Przestępcy są coraz bardziej aktywni! Użytkownicy telefonów komórkowych ostatnio otrzymują fałszywe sms-y o nałożeniu kwarantanny z linkiem odsyłającym do rzekomo szczegółowych informacji. Dostają też sms-y z informacją o odłączeniu energii i linkiem, gdzie należy wejść aby uregulować należność. Ponadto wystawiając oferty w serwisie ogłoszeniowym dostają od rzekomego kupującego link do fałszywego serwisu płatności. Uważajmy na tego typu linki, ponieważ to jest próba oszustwa i wyłudzenia naszych danych!
Przestępcy nie mają litości dla swoich ofiar, dlatego bądźcie ostrożni, gdy dostajecie podejrzane wiadomości z linkami i pod żadnym pozorem nie klikajcie w te linki. Poniżej kilka metod działania oszustów:
Oszustwo na serwisach ogłoszeniowych
Sprawcy komunikują się za pomocą komunikatora internetowego i w wiadomościach przesłanych do osób sprzedających przedmioty na platformie serwisu ogłoszeniowego informują o chęci kupna oraz wysyłają link do fałszywego serwisu płatności. Sprzedający po podaniu danych wrażliwych karty płatniczej tracą pieniądze z kont.
W ostatnim czasie 29-latek z Sopotu powiadomił policjantów, że na serwisie ogłoszeniowym wystawił do sprzedaży książki za kwotę kilkudziesięciu złotych. Przez komunikator internetowy skontaktował się z nim „kupujący”, który prosił o wysłanie tych książek przesyłką kurierską. By uwiarygodnić swoje działanie oszust napisał też, że przesyłka jest na koszt kupującego, sam zamówi kuriera, po czym wyśle 29-latkowi link do serwisu płatności. Niczego nie podejrzewający 29-latek kliknął w otrzymany link, a następnie wykonywał całą procedurę podając dane wrażliwe, w tym numer karty, MilleKod, PIN oraz kod z sms-a. Wykonując transakcje zwiększał też limity na koncie. W pewnym momencie 29-latek zorientował się, że z karty zabrano mu ponad 2 tys. zł i został oszukany.
Oszustwo „na kwarantannę”
SMS od nadawcy ,,Kwarantanna” o treści „Zostałeś skierowany do odbycia 10-dniowej kwarantanny z powodu zakażenia w Twoim najbliższym otoczeniu” wraz z podanym adresem strony internetowej to oszustwo i próba wyłudzenia danych. Ostrzegamy przed wiadomościami SMS o nałożeniu kwarantanny. Wiadomość wygląda bardzo autentycznie, jest napisana dość poprawnie, chociaż bez polskich znaków. Nie ma w niej ani słowa o pieniądzach, ale na końcu jest link/adres do strony, który z pewnością ma umożliwić oszustom dostęp do naszych danych. To jest oszustwo!

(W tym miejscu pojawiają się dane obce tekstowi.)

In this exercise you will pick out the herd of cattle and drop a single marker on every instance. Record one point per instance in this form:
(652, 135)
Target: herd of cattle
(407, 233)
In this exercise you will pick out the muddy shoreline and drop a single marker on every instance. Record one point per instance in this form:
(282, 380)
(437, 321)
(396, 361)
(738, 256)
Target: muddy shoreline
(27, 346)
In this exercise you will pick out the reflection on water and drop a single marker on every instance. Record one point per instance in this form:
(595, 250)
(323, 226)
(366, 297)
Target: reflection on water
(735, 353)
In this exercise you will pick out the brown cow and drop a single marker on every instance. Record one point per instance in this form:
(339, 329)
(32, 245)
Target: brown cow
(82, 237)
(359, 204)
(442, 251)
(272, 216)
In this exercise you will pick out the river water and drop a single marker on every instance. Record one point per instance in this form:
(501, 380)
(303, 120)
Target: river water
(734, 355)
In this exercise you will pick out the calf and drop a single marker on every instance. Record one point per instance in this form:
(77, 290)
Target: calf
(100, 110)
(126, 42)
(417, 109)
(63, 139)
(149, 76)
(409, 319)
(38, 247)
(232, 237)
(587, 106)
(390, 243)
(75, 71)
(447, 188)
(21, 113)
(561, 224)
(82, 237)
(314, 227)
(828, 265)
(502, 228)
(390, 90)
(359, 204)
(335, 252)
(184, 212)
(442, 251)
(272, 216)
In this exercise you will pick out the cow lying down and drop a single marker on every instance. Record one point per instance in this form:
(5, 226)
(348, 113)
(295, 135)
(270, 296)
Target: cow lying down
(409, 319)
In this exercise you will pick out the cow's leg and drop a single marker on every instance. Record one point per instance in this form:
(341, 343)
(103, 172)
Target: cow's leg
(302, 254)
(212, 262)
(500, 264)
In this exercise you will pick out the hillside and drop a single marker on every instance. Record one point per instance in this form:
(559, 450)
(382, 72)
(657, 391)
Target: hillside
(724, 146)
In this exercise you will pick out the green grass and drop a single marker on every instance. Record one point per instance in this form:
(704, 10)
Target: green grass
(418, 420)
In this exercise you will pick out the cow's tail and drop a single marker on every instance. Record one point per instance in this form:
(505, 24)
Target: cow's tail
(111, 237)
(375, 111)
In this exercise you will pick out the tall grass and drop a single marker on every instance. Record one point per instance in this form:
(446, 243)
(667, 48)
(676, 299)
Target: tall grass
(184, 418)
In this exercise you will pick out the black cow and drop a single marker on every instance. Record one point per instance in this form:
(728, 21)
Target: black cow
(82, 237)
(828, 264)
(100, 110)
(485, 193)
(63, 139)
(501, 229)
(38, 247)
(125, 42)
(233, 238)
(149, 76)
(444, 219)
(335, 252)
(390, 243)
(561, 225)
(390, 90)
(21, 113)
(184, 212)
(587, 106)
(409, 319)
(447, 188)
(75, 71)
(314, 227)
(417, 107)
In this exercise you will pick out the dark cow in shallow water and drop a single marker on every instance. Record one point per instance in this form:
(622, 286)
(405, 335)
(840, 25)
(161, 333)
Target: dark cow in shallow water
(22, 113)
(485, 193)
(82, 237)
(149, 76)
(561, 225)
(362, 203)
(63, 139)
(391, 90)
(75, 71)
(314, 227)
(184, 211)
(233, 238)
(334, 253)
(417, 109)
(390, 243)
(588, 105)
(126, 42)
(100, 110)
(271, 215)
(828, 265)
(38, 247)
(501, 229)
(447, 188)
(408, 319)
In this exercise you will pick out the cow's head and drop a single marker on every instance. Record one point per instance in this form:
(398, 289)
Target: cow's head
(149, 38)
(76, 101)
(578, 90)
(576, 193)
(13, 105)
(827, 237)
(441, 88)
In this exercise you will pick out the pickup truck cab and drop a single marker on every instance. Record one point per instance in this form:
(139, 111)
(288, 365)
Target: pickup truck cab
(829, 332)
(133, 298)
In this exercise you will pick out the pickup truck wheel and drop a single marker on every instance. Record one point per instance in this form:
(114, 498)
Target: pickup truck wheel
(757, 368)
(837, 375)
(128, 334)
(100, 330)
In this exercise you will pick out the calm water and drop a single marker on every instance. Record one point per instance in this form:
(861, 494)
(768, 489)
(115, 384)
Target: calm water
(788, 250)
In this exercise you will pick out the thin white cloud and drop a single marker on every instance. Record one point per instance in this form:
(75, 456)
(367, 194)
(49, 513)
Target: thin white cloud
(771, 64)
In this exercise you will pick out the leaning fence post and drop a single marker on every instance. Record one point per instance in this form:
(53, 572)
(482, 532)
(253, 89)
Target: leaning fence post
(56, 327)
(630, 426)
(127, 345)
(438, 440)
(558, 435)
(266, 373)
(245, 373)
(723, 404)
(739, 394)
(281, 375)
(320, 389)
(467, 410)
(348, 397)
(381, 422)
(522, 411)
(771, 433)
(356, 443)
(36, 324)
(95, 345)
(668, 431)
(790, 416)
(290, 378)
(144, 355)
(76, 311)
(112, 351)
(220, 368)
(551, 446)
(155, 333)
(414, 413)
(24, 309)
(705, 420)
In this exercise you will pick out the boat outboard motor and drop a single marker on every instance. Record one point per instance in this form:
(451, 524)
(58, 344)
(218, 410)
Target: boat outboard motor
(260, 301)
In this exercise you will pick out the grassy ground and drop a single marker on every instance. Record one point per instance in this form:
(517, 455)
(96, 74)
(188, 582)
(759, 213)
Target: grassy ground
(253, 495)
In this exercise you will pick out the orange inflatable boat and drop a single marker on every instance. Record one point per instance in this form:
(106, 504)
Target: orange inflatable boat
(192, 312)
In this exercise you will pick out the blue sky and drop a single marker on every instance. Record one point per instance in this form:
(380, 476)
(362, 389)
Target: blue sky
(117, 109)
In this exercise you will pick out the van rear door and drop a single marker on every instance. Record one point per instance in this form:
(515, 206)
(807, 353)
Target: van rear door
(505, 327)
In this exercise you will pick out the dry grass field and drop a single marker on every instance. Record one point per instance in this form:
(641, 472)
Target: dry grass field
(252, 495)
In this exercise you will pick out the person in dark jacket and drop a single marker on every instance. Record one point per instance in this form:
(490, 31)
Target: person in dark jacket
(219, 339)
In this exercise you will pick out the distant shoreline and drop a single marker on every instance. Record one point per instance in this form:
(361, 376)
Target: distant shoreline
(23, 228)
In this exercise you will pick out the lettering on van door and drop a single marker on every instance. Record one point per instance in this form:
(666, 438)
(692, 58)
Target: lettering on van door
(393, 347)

Inspekcja sanitarna nie wysyła wiadomości z przekierowaniem do stron. Przypominamy jednocześnie, że kwarantanna nakładana jest automatycznie przy przekroczeniu granicy lub na podstawie przeprowadzonego wcześniej wywiadu epidemiologicznego przez pracowników Państwowej Inspekcji Sanitarnej.
Jak wygląda prawdziwy SMS po skierowaniu na kwarantannę? Po skierowaniu na kwarantannę osoba dostaje prawidłowy SMS o następującej treści: „Jesteś na kwarantannie. Masz ustawowy obowiązek używania aplikacji Kwarantanna domowa. Jest dostępna w Appstore i Google Play”.

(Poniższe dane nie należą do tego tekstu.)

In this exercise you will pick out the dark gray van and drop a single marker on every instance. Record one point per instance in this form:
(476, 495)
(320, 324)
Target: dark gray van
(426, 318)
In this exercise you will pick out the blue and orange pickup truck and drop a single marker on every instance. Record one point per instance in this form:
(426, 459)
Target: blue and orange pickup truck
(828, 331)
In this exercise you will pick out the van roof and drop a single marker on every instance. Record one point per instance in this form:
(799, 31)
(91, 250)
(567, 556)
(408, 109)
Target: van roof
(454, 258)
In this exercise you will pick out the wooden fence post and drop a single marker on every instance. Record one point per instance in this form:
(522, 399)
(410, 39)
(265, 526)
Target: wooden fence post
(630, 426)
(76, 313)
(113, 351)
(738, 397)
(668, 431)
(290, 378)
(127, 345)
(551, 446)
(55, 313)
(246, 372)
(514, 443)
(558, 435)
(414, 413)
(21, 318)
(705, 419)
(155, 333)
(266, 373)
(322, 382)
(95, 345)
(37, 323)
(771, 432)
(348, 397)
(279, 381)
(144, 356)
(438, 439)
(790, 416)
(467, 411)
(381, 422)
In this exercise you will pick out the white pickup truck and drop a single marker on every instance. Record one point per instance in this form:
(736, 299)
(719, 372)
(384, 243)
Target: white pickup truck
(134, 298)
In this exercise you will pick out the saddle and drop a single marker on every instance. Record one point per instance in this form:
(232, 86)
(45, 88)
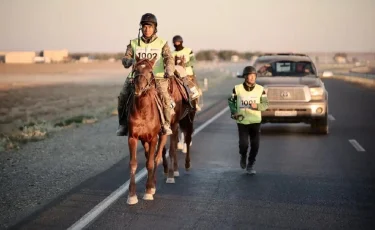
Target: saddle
(186, 85)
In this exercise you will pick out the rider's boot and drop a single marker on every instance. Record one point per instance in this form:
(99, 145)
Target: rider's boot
(122, 129)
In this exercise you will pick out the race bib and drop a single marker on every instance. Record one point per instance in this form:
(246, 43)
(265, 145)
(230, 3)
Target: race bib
(149, 53)
(246, 101)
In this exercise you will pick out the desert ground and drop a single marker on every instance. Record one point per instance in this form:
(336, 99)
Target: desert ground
(37, 100)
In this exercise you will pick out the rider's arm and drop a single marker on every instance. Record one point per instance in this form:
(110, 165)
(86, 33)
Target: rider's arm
(232, 102)
(192, 59)
(127, 60)
(168, 60)
(263, 105)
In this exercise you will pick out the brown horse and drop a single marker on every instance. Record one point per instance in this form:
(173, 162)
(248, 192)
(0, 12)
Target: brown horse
(144, 125)
(183, 119)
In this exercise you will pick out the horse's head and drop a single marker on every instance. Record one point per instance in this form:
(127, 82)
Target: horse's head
(143, 75)
(179, 60)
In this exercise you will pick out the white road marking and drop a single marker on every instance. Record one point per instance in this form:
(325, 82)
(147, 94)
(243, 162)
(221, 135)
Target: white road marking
(331, 118)
(102, 206)
(356, 145)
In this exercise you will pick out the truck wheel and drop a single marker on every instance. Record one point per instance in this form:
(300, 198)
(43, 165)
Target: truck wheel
(320, 125)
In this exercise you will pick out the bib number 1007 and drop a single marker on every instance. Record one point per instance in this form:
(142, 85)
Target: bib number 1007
(147, 55)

Oszustwo „na PGE” – odłączenie energii elektrycznej
Ofiara otrzymuje wiadomość SMS o treści ,,na dzień (data) zaplanowano odłączenie energii elektrycznej! Prosimy o uregulowanie należności 3,46 zł, https://…….Pod żadnym pozorem nie należy klikać w podany link, a jeżeli mamy wątpliwości, skontaktujmy się z biurem obsługi klienta naszego dostawcy energii.
Sopoccy policjanci apelują o zachowanie szczególnej ostrożności. Nie korzystajcie nigdy z linków, które przychodzą w wiadomościach. Najbezpieczniej jest wpisać samodzielnie adres internetowy strony danego serwisu ogłoszeniowego lub banku. Sprawdzajmy zawsze, czy witryna jest bezpieczna. Jeśli korzystamy z kodów autoryzacyjnych przesłanych SMS-em przez bank lub inne instytucje sprawdzajmy zawsze, czy zawiera polskie znaki. Zanim przekażecie dane wrażliwe swojej karty bankowej i zlecicie jakąś transakcję zastanówcie się, czy w ten sposób nie przekazujecie danym obcym osobom, które mogą je wykorzystać. To może nas uratować przed utratą pieniędzy.

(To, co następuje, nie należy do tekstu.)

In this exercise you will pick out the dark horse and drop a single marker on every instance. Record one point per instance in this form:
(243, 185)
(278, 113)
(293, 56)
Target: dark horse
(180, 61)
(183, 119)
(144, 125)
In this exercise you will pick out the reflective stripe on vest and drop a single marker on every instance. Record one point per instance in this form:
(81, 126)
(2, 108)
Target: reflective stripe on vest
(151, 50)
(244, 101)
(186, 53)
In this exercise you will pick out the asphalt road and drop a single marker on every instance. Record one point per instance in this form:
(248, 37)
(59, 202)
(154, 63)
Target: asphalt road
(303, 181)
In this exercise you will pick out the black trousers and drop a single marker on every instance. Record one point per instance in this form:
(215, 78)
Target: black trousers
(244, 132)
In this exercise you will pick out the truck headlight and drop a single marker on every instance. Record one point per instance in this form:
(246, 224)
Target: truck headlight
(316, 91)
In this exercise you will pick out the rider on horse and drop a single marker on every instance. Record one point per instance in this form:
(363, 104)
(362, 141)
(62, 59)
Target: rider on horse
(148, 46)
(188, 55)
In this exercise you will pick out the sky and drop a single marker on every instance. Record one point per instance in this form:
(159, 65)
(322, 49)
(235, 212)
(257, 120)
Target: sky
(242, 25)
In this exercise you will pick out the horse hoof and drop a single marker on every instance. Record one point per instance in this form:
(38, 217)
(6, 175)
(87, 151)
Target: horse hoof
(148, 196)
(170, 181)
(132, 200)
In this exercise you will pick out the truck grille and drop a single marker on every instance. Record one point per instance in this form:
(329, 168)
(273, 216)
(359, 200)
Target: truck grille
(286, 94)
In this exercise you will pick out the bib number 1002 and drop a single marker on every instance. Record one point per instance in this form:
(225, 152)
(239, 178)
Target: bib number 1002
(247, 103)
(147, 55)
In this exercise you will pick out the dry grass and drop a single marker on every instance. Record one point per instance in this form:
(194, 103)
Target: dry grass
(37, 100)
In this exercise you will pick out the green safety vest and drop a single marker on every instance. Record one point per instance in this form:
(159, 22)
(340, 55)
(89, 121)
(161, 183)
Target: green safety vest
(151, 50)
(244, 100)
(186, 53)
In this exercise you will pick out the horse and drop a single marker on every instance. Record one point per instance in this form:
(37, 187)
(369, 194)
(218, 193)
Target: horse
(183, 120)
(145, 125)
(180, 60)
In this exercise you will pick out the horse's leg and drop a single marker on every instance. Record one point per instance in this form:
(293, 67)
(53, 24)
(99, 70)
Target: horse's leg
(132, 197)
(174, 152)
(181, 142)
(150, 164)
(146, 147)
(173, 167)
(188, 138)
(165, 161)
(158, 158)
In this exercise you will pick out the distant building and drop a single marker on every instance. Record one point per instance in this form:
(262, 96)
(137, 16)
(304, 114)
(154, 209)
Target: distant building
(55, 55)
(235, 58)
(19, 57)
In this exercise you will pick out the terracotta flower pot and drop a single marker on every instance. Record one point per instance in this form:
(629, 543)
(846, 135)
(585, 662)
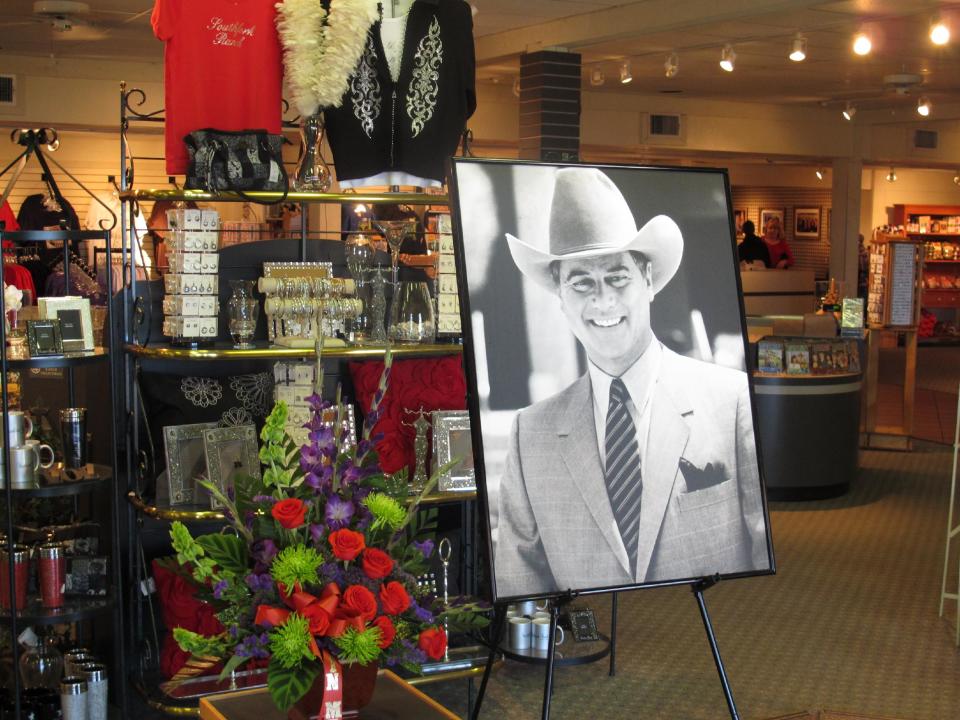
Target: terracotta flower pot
(359, 682)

Gdy korzystamy z portali aukcyjnych miejmy ograniczone zaufanie do potencjalnych kontrahentów i rozliczajmy się bezpośrednio przez dany portal. Unikajmy bezpośrednich transakcji. Uważajmy na próby nawiązania kontaktu poza portalem, np. przez komunikatory internetowe. Przeczytajmy instrukcję płatności danego serwisu ogłoszeniowego. Pamiętajmy, że oszuści mogą podrobić stronę portalu aukcyjnego – tak samo jak i każdą inną stronę, również naszą. Dlatego zwracajmy uwagę na adres widoczny w przeglądarce.